Veggie Yogi

Food, health and prosperity for the body

You will Love this Tofu Loaf with Tomato Basil Sauce!

Here’s another super-simple recipe that provides an excellent dose of protein, is very filling and satisfying, AND is DELICIOUS!! 🙂 It is even better cold the next day, or it can be sliced and fried for sandwiches using the leftovers.
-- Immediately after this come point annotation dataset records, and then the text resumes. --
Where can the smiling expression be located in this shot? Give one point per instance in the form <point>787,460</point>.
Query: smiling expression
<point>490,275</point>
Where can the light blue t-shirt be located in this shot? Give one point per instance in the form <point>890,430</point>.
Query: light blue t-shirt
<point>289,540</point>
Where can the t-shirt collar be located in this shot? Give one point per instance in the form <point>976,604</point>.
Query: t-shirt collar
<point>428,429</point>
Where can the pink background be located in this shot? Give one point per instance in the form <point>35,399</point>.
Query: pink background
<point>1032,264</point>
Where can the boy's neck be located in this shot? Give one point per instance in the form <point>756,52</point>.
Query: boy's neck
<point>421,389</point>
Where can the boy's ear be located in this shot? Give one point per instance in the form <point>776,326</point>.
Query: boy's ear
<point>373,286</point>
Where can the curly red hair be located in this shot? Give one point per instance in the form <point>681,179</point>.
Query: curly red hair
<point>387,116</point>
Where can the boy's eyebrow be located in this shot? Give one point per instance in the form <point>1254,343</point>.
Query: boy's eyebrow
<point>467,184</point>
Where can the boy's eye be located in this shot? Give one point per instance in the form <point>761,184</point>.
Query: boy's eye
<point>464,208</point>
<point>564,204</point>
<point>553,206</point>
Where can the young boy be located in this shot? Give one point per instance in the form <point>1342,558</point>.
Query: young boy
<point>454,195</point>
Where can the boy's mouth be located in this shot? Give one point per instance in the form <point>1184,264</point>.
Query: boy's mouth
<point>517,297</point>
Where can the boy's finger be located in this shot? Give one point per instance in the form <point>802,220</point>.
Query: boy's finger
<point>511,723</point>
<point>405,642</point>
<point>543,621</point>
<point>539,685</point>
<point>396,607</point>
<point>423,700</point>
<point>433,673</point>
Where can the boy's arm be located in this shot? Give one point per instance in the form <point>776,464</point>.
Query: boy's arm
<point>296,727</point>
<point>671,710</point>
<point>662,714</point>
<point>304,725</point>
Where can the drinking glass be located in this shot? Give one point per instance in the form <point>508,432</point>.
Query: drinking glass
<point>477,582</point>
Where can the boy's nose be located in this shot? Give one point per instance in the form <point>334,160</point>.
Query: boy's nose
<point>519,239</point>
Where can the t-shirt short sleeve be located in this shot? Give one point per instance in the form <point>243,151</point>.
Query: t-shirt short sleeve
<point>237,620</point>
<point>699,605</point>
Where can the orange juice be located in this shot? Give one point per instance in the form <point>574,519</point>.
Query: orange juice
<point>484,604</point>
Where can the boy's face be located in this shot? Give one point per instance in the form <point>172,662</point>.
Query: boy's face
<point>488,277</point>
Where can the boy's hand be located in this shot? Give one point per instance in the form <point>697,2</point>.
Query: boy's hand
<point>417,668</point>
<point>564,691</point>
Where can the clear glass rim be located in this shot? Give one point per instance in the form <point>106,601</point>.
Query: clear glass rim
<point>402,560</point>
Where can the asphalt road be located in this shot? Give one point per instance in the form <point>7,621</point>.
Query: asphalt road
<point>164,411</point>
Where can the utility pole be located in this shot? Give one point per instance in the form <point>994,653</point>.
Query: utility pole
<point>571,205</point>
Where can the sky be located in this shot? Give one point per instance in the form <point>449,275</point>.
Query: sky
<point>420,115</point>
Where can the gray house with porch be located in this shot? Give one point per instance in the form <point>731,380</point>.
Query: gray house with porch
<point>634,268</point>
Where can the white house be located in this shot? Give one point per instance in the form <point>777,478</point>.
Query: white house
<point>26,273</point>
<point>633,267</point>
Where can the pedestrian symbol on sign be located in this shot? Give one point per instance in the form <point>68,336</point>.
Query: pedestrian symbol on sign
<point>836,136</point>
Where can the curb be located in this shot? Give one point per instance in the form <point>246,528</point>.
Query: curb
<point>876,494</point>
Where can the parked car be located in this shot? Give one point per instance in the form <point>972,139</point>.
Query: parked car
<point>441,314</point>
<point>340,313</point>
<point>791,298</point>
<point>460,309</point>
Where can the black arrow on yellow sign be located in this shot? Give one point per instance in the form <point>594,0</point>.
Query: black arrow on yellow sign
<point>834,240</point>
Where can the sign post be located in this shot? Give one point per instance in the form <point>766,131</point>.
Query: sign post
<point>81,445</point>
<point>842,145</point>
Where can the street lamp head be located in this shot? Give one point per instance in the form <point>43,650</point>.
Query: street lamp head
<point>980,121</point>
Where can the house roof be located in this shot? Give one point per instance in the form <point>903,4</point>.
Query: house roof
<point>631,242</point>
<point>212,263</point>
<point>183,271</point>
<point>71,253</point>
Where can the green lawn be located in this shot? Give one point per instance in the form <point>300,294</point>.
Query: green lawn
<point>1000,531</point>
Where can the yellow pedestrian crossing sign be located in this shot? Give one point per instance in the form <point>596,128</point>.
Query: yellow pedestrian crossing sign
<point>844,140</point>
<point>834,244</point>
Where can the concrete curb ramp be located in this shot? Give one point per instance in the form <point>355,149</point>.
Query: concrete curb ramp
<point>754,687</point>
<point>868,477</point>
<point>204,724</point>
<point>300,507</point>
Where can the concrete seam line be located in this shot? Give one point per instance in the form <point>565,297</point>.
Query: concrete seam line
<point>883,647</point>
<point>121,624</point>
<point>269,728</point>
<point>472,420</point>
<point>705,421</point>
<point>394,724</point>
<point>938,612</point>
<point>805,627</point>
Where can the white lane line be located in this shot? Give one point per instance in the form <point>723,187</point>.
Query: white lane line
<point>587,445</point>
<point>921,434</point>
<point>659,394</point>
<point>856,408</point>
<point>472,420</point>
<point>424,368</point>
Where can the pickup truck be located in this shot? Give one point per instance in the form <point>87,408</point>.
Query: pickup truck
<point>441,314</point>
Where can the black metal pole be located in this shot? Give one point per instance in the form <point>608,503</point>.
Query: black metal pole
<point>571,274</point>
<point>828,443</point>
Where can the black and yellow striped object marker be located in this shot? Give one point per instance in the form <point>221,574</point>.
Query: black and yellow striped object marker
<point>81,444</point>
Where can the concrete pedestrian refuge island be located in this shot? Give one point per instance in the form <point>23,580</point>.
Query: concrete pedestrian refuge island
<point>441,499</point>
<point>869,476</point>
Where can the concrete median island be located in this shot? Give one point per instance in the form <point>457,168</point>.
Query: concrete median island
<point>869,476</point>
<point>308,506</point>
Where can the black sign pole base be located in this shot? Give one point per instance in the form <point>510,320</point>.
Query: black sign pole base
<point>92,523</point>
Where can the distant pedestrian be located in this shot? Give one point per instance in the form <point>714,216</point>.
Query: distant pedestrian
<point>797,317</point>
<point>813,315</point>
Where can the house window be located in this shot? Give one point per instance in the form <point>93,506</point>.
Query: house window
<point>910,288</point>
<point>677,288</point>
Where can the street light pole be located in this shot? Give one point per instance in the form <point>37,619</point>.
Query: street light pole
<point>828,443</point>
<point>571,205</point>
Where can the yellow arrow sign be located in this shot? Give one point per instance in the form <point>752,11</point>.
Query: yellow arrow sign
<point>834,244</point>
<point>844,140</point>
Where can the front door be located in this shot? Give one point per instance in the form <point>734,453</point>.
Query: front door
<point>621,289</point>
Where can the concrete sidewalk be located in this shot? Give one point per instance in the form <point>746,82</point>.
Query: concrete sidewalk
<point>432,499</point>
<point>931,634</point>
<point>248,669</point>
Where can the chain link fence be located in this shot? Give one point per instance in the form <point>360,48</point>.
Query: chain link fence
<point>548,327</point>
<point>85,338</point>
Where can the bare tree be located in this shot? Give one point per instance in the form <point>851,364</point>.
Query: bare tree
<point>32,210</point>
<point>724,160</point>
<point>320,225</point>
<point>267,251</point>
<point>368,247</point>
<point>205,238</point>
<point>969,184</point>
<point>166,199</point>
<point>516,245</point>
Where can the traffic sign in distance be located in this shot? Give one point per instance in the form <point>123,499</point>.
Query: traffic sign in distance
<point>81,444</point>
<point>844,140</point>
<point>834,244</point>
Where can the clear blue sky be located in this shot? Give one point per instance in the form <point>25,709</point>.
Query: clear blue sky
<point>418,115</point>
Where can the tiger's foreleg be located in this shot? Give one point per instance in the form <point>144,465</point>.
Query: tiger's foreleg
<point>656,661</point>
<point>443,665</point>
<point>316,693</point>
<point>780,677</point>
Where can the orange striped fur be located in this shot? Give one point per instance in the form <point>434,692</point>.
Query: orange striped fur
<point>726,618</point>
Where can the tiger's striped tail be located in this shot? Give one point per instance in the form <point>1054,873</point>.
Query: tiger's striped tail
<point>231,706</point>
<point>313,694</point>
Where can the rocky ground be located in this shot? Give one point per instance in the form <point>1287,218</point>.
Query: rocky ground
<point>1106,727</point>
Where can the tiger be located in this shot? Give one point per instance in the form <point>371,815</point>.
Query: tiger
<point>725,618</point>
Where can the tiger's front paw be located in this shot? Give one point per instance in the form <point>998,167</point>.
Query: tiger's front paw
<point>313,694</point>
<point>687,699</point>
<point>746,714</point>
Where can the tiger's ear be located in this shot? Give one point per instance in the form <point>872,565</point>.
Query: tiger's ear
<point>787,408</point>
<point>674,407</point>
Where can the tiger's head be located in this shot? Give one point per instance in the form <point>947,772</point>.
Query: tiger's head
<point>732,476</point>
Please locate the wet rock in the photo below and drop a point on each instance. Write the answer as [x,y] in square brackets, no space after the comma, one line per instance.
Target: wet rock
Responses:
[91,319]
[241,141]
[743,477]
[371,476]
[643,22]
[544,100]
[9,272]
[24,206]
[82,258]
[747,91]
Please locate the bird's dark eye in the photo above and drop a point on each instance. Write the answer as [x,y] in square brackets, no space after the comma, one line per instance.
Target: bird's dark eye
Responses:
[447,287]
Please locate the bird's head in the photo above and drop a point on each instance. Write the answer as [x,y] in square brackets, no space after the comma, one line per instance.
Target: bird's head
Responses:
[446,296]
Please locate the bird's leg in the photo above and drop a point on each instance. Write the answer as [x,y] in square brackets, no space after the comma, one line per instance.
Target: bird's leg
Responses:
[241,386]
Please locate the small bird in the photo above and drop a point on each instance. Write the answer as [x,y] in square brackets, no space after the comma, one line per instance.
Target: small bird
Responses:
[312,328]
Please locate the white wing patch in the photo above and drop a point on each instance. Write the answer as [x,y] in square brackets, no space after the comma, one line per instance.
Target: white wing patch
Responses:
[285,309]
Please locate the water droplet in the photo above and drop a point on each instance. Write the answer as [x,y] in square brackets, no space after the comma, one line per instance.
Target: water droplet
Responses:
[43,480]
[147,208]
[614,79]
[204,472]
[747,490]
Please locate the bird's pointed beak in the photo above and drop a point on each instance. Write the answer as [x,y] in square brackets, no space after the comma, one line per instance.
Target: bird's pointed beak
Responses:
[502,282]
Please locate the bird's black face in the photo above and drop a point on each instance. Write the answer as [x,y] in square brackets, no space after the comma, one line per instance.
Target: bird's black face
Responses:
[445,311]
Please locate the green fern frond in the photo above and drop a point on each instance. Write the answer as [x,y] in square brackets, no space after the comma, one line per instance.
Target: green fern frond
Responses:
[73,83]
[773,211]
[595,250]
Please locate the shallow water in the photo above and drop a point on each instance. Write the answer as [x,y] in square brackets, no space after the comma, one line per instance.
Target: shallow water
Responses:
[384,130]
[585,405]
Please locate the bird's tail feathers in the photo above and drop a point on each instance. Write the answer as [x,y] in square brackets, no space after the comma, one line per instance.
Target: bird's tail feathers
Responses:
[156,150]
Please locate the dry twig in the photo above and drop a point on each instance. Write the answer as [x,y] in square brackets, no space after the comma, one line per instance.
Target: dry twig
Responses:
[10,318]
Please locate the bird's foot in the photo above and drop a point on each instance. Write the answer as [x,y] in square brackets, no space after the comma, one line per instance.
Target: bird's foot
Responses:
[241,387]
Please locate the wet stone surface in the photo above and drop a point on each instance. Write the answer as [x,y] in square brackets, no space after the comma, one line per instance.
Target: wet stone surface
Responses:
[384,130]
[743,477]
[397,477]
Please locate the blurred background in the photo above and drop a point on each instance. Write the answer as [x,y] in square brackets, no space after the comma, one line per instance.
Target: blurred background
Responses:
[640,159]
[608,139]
The recipe comes from Tofu Cookery by Louise Hagler. I’ve adapted it slightly. She recommends serving it with ketchup, but there was no way I was going to do that! Instead I recommend serving it with a tomato basil sauce. The recipe included here was adapted from the Tomato Coulee recipe in the Eden Alley Cafe Cookbook Stir-Well to Heaven

Here’s what you’ll need:
For tofu loaf:
1 lb tofu, mashed
1/2 cup wheat germ
1/3 cup parsley, chopped
1/4 cup onion, chopped
2 tbsp soy sauce
1 tbsp dijon mustard
1 clove of garlic, finely chopped
1/4 tsp black pepper

For tomato basil sauce:
1 medium sized onion
2 cloves garlic, finely chopped
1 1/2 tsp of olive oil
1 1/2 tsp of sunflower oil
1/2 tsp black pepper
1 tsp chili powder
4 cups of diced tomatoes (including liquid)
Handful of chopped basil (1-2 tbsp or to taste)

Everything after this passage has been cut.